Producer prices grew by 6.8% in April from the same month a year earlier, the Bank of Korea said.
That is much lower than the 7.3% figure reached in March, a two-year high.
Despite easing prices, analysts say that inflation is still a problem, and the Bank of Korea is expected to raise interest rates this week.
"Today's economic data provides little reason for the central bank to change its policy stance, which I think is skewed toward more tightening," said Kim Jon-seong, an economist at Hanwha Securities.
Like other Asian countries, South Korea is in a fight against rising prices.
Inflation has been identified as one of the biggest threats to economic prosperity in Asia, with organisations such as the World Bank warning that it could lead to social problems.

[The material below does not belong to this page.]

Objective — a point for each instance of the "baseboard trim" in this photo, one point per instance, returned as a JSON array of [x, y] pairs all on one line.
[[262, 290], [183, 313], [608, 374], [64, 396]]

South Korea's central bank is forecast to raise interest rates by a quarter percentage point to 3.25%.
Any rise in the interest rate would likely lead to a strengthening of the won currency.
A stronger currency brings down the price of imports, but it could hurt exporters and slow economic growth.
Separately on Wednesday, the country's statistics agency said unemployment had fallen to 3.6% in April, from 4.0% in March.
That was due to more hiring in the domestic services businesses the agency said.